Anche Fiavet ha presentato un suo emendamento da inserire nel disegno di legge di conversione del decreto Milleproroghe per richiedere lo slittamento della scadenza del 1° marzo 2026 prevista dalla Legge di Bilancio sulle ritenute d’acconto sulle commissioni/provvigioni alle agenzie di viaggi. Una richiesta motivata dalle pesanti criticità che questo nuovo obbligo genera per le agenzie, sia sotto il profilo organizzativo che su quello dei flussi di cassa.
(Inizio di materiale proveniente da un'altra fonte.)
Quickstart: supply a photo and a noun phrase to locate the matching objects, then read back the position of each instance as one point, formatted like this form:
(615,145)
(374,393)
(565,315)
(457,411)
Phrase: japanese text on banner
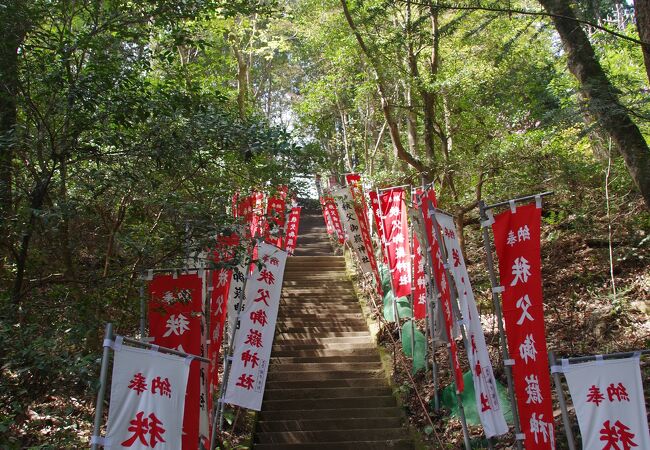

Ma per la consulente fiscale di Fiavet, Caterina Claudi, non sono stati mediaticamente ben precisati i rischi più consistenti che corrono le imprese di viaggi: «La criticità maggiore è legata ai software gestionali in uso nelle agenzie, che attualmente non prevedono questa tipologia di calcolo. Le software house si stanno muovendo per adeguare i programmi, ma con un impatto economico non indifferente: in quasi tutti i casi è previsto il pagamento di una quota una tantum per il modulo dedicato e un successivo aumento del canone annuale».
Ci sono altre insidie dal punto di vista gestionale che insorgeranno nelle agenzie di viaggi?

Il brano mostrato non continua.